Layoffs · Primly Community

laid off on H1B: the 60-day grace period explained with actual dates

visa_vik · 4 replies

i got laid off five weeks ago. i'm going to share exactly how the 60-day grace period works because the information online is confusing and a lot of it is outdated.

the basics: if you're on H1B and you lose your job, USCIS gives you a 60-day grace period. your status doesn't immediately lapse. you have 60 days to do one of: get a new employer to file a transfer petition, change to a different visa status (F1, O1, EB waiver if you're lucky), or leave the country.

when does the 60 days start? this is the one people get wrong. it starts on your last day of employment, not the day you sign the severance agreement, not the day the company announces layoffs, not the day you stop going into the office. the date on your termination letter is your day zero.

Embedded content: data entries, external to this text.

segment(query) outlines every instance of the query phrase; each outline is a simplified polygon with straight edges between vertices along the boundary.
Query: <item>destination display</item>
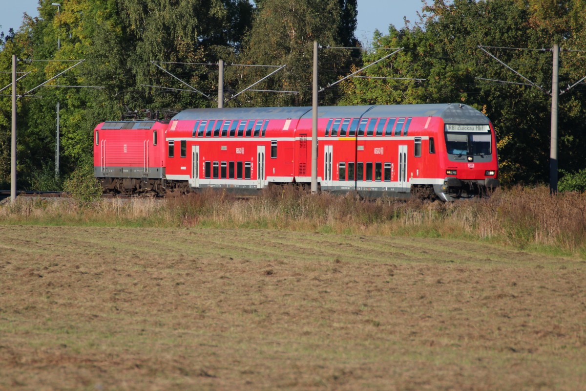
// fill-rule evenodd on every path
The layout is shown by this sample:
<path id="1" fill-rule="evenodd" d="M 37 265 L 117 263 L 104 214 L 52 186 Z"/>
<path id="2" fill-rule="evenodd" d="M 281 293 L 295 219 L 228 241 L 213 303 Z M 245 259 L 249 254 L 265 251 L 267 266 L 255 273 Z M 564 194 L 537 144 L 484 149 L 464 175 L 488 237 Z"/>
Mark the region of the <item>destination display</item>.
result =
<path id="1" fill-rule="evenodd" d="M 482 132 L 485 133 L 490 130 L 488 125 L 463 125 L 457 124 L 455 125 L 446 124 L 445 131 L 447 132 Z"/>

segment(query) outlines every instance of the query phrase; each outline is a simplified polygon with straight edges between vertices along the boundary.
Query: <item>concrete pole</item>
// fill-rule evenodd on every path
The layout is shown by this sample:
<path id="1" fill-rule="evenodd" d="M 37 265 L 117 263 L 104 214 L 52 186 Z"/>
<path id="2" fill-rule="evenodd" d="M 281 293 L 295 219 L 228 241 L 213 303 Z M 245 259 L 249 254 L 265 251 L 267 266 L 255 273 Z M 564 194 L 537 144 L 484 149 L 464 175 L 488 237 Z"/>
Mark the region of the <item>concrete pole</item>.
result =
<path id="1" fill-rule="evenodd" d="M 318 192 L 318 41 L 314 41 L 314 98 L 311 128 L 311 192 Z"/>
<path id="2" fill-rule="evenodd" d="M 224 107 L 224 60 L 218 61 L 218 108 Z"/>
<path id="3" fill-rule="evenodd" d="M 16 199 L 16 56 L 12 55 L 12 142 L 11 149 L 10 201 Z"/>
<path id="4" fill-rule="evenodd" d="M 558 72 L 560 47 L 553 46 L 553 70 L 551 76 L 551 138 L 550 146 L 550 192 L 557 192 L 557 109 L 558 97 Z"/>
<path id="5" fill-rule="evenodd" d="M 59 177 L 59 103 L 57 103 L 57 128 L 55 130 L 55 178 Z"/>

what actually matters during those 60 days: get your offer letters, pay stubs, and I-797 approval notice somewhere safe and offline immediately. do this today, before your work email gets deactivated. talk to an immigration attorney. not a forum post, an actual attorney. many do free 30-minute consultations. the cost of a consult is nothing compared to what an overstay costs you. a company doesn't need to start a new H1B process to hire you. an H1B transfer (portability) just requires them to file a petition. you can start working on the day they file, not the day it's approved. this makes a huge difference for your timeline.

my timeline so far: day 0 (layoff): emailed my attorney, pulled my immigration files. day 3: signed severance, started applying. day 8: first recruiter screen. day 22: offer extended, attorney started transfer petition. day 30: I-129 filed, i started. 30 days used.

i know i'm lucky the timeline worked. but doing everything in parallel instead of sequentially is how you don't run out of days. the job search and the immigration process cannot be sequential. they have to be concurrent.

4 replies

ml_mike

one thing to add: ask your new employer to file premium processing (currently ~$2805 extra fee). it converts the approval from several months to 15 business days. if you're running short on days and the employer is willing to pay, it's worth asking about.

sec_sasha

this is terrifying to read and also exactly the kind of thing nobody tells you when you're starting. bookmarking this even though i'm a citizen because i have coworkers in this exact situation.

director_dee

as a hiring manager: if a candidate mentions they're on visa and has timing constraints, this is not a red flag. if anything it tells me they're organized and know their situation. i've expedited an offer once because a candidate explained the portability window to me clearly. communication makes a difference.

visa_vik

this is really good to hear. i've been afraid to bring it up early in the process and now i'm rethinking that.